Thai CHicken SaladH. Campbell, Higganum, CT
First, make the marinade
MARINADE
4 Tablespoons rice wine (or cream sherry)
2 Tablespoons Soy Vay Hoisin Garlic Asian Glaze and Marinade
2 tablespoons Soy Vay Veri Veri Teriyaki
2 tablespoons honey
2 tablespoons sugar
2 tablespoons chopped garlic
2 tablespoons finely minced ginger (stir fry seasoning paste is a mix of garlic and ginger)
1 tablespoon chile sauce (HOT!...use less for milder)
Then, the dressing
DRESSING
4 tablespoons lime juice (preferably fresh)
4 tablespoons teriyaki
4 tablespoons chopped fresh basil
2 tablespooons honey
2 tablespoons sugar
1 tablespoon chopped garlic
1 teaspoon Chile sauce
1 teaspoon sesame oil
Cut one large bunch of escarole in half across the leaf and then thin slice in the other direction to create a shredded consistency. Place in a bowl, cover in plastic wrap, and refrigerate
Brown 4 boneless, skinless, chicken thighs or breast halves in a skillet over medium heat (stop before meat is cooked all the way through). Remove chicken and drain on paper towels.

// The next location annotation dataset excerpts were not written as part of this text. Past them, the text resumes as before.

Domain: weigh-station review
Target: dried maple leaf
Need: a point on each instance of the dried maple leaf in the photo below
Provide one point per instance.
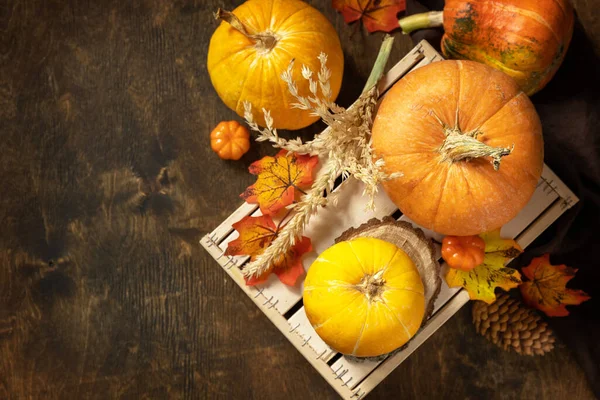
(546, 289)
(481, 281)
(255, 235)
(278, 180)
(376, 15)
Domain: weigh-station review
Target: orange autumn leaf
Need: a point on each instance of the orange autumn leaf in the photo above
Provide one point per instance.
(289, 266)
(546, 289)
(482, 281)
(255, 235)
(279, 178)
(376, 15)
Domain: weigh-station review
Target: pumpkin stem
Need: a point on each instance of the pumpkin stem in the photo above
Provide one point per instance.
(458, 146)
(380, 63)
(372, 285)
(431, 19)
(265, 41)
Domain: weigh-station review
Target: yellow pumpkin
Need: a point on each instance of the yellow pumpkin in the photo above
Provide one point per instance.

Thin slice (1/2 inch) the meat diagonally top to bottom and put in a bowl with the marinade. Let sit for 30 minutes to 8 hours in the refrigerator.
Preheat wok or skillet over medium high heat, then add entire chicken mixture and cook for five minutes. Add the salad dressing to the escarole and toss well. Sere over the salad.